I am a criminologist based at Research School of Psychology at the ANU. Following on from my work with the Australian Intervention Support Hub in 2015/16, I now run a group called the Youth Engagement Advisory Hub. Rather than taking a 'countering violent extremism' approach, my work and ethnographical research is grounded on the notion that, to adequately address anti-social and violent behaviour in young people, all efforts must be embedded within activities that engage and support families and communities rather than alienate them. Therefore, community partnerships are essential to the success of the longer-term goals of community safety and harmony. I work together with a range of international and domestic experts including psychologists, criminologists and sociologists to provide support to community groups working with troubled young people.

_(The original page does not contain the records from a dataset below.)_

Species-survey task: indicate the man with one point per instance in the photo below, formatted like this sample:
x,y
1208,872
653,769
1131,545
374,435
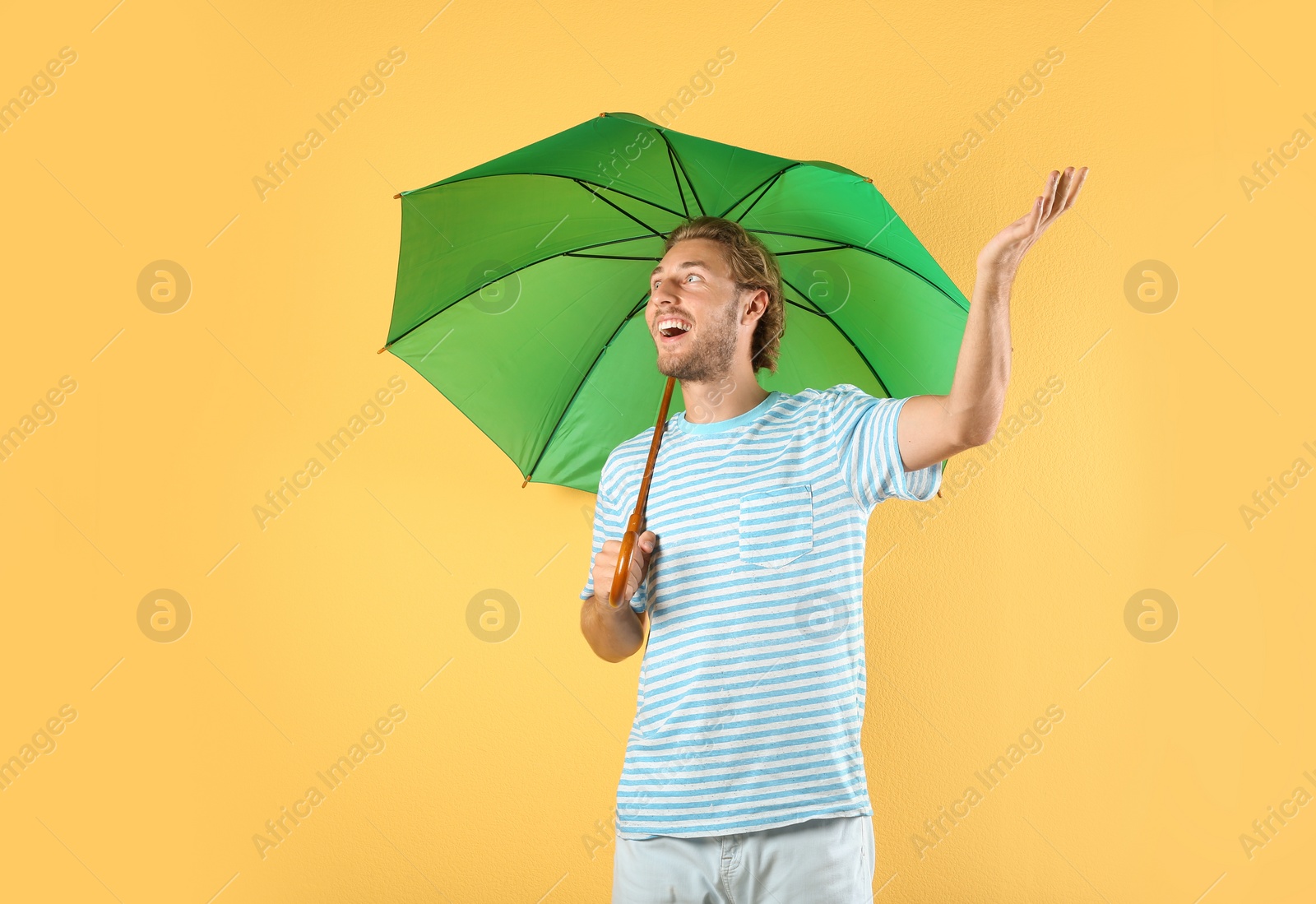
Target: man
x,y
744,774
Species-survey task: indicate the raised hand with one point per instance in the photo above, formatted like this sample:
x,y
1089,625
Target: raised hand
x,y
999,258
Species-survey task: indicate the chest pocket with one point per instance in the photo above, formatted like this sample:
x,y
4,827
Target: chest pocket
x,y
776,526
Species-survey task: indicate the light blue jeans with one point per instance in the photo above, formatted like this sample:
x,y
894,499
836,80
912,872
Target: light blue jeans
x,y
828,861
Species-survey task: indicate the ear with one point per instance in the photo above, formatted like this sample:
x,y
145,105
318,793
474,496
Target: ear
x,y
756,305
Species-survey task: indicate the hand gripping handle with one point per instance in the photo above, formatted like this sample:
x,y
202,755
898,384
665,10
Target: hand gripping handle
x,y
637,519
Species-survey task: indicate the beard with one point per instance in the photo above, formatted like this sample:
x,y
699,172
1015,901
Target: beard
x,y
707,357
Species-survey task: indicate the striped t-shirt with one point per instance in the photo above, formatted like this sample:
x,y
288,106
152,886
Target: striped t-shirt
x,y
753,682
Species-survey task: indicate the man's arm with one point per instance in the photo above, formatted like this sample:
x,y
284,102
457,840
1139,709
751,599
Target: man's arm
x,y
932,428
616,633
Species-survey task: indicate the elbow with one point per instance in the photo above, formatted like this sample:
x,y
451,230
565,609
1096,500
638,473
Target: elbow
x,y
978,433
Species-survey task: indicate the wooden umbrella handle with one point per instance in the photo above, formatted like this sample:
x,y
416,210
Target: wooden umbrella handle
x,y
637,519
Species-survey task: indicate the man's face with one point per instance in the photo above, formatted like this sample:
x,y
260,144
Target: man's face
x,y
693,287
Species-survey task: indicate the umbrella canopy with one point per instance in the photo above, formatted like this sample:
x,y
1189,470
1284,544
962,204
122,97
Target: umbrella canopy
x,y
523,283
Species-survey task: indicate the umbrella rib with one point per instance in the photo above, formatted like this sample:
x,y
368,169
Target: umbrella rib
x,y
809,250
609,257
546,175
559,254
868,250
677,179
862,357
675,158
581,386
770,180
622,210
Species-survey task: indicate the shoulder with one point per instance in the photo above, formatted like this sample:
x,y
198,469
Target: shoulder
x,y
627,458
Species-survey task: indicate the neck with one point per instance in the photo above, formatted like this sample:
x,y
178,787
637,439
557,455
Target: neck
x,y
721,399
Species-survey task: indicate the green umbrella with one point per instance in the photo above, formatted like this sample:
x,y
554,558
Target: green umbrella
x,y
523,282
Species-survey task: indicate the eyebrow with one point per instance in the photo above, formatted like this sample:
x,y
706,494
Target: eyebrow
x,y
681,266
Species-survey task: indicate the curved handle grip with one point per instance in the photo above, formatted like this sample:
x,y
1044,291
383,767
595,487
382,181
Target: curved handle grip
x,y
624,557
637,519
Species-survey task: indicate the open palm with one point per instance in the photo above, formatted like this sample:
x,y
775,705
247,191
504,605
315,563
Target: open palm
x,y
1002,254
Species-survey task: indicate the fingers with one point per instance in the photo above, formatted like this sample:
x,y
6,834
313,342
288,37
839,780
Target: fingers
x,y
1066,187
1054,186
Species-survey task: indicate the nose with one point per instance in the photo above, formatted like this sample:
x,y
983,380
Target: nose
x,y
664,292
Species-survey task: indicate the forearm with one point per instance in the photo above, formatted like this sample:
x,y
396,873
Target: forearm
x,y
978,391
614,634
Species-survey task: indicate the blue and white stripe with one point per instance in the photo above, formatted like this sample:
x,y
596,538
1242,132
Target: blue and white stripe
x,y
752,687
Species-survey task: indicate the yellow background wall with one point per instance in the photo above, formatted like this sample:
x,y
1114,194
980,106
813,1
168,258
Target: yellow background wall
x,y
497,778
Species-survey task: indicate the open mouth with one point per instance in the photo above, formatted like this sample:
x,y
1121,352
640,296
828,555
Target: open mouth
x,y
673,328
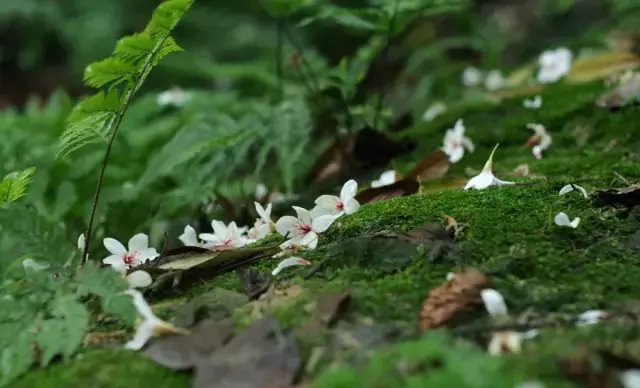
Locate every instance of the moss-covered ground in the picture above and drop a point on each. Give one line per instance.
(542, 269)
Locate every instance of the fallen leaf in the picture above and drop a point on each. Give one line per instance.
(186, 351)
(460, 292)
(401, 188)
(627, 196)
(262, 356)
(434, 166)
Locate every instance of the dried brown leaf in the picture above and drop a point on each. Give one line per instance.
(459, 293)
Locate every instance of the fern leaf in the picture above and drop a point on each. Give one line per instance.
(14, 185)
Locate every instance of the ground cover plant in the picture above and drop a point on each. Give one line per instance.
(415, 205)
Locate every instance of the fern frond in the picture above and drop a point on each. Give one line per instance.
(14, 185)
(99, 116)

I have several other areas of research expertise, which focus on prisons, radicalisation, rehabilitation, organised crime and gangs/prison gangs. I am currently exploring how different prison environments influence terrorist inmates beliefs and behaviour: that is, whether certain prison environments inhibit or foster prison radicalisation. I compare the beliefs and behaviours of two groups of terrorist inmates incarcerated in two different correctional facilities in the Philippines. I also examine prison reform in the Philippines corrective system and the effects of prison gangs, overcrowding and corruption on this reformation process. In doing so, I examine inmate self-governance and the functional importance of prison gangs for prison order and management in highly overcrowded correctional facilities.
In 2015 I won the top ANU media award - the Vice Chancellor's Award for Advancing the Reputation of the University Through Media. I also won the 24/7 Award for the Most Impressive Media Performance. In 2014 I received the ANU Strategic Communications & Public Affairs Award as an Emerging Talent.